Ella es el Asesino (libro 1)

Maldad Consumada

Te amaba, te amé y te amaré por siempre.

Cada encuentro cabalgábamos por una senda iluminada.

Su claridad te alumbraba y te limpiaba,

nos purificaba.

 

Nuestro pequeño lugar fue el escondite,

la luna el astro vigilante,

las velas los únicos testigos

de dos cuerpos fundiéndose.

 

El juramento fue dicho:

Nos encontraremos más allá de la muerte.

 

—Entonces, ¿ya crees mi versión, estimada compañera incrédula? —se regocijó Carlos.

Lidia leía con ojos enormes los fragmentos del diario que llegó de forma anónima hasta el bufete, guardado en una cajita de olinalá[1] y sin remitente.
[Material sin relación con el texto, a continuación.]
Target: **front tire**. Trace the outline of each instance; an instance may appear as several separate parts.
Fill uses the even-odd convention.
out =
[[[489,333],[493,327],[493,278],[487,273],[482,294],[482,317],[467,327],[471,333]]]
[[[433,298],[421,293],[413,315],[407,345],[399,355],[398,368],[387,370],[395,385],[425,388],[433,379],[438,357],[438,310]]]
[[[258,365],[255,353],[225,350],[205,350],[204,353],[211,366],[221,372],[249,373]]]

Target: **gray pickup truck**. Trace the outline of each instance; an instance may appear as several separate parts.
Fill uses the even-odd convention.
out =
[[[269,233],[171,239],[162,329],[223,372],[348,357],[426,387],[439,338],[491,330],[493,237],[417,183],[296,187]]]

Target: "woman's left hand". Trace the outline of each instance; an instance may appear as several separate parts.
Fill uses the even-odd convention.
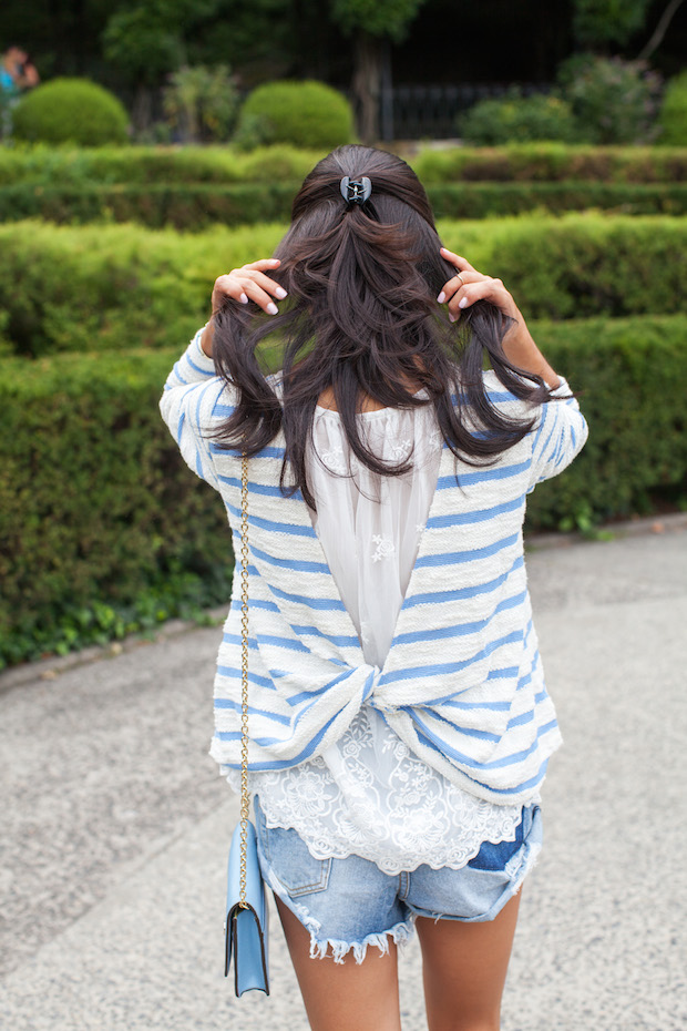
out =
[[[466,258],[447,251],[445,247],[442,247],[440,253],[444,262],[450,262],[457,268],[457,274],[444,283],[437,298],[439,304],[448,304],[449,318],[452,323],[458,319],[461,310],[470,307],[475,300],[489,300],[501,308],[504,315],[522,319],[517,305],[501,279],[483,275],[473,268]]]

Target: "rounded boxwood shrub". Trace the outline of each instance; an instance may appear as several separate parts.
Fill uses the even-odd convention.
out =
[[[236,146],[271,143],[331,150],[353,137],[350,104],[324,82],[266,82],[249,94],[238,116]]]
[[[687,72],[670,79],[658,115],[660,135],[657,143],[687,146]]]
[[[127,125],[116,96],[88,79],[53,79],[27,93],[12,115],[14,137],[32,143],[126,143]]]
[[[570,105],[555,94],[523,96],[512,89],[505,96],[482,100],[459,116],[458,129],[466,143],[494,146],[513,140],[558,140],[571,143],[576,126]]]

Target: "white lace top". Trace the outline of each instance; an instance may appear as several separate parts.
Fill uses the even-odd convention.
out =
[[[309,460],[314,525],[365,660],[381,666],[434,493],[442,439],[431,407],[359,418],[377,455],[393,463],[411,456],[413,469],[376,478],[350,453],[338,414],[318,407],[319,457]],[[239,789],[238,772],[227,779]],[[459,869],[483,841],[514,840],[522,818],[520,805],[495,805],[450,784],[367,705],[321,756],[254,773],[250,792],[268,826],[295,828],[316,858],[362,856],[391,875],[421,864]]]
—¿Es seguro que sea de ella? —lo cuestionó aun sabiendo que las iniciales que estaban escritas en cada página eran las de Ámbar.

—Muy seguro. Tú misma compara las letras y lo verás. —Carlos se levantó de su silla y se acercó a su colega para tocarle el brazo que permanecía inmóvil—. Por cierto, ¿cuándo vas a pagarme ese almuerzo?

Pero ella no le respondió, tomó su maletín, metió el diario dentro y salió furiosa de la oficina, cerrando la puerta de un golpe.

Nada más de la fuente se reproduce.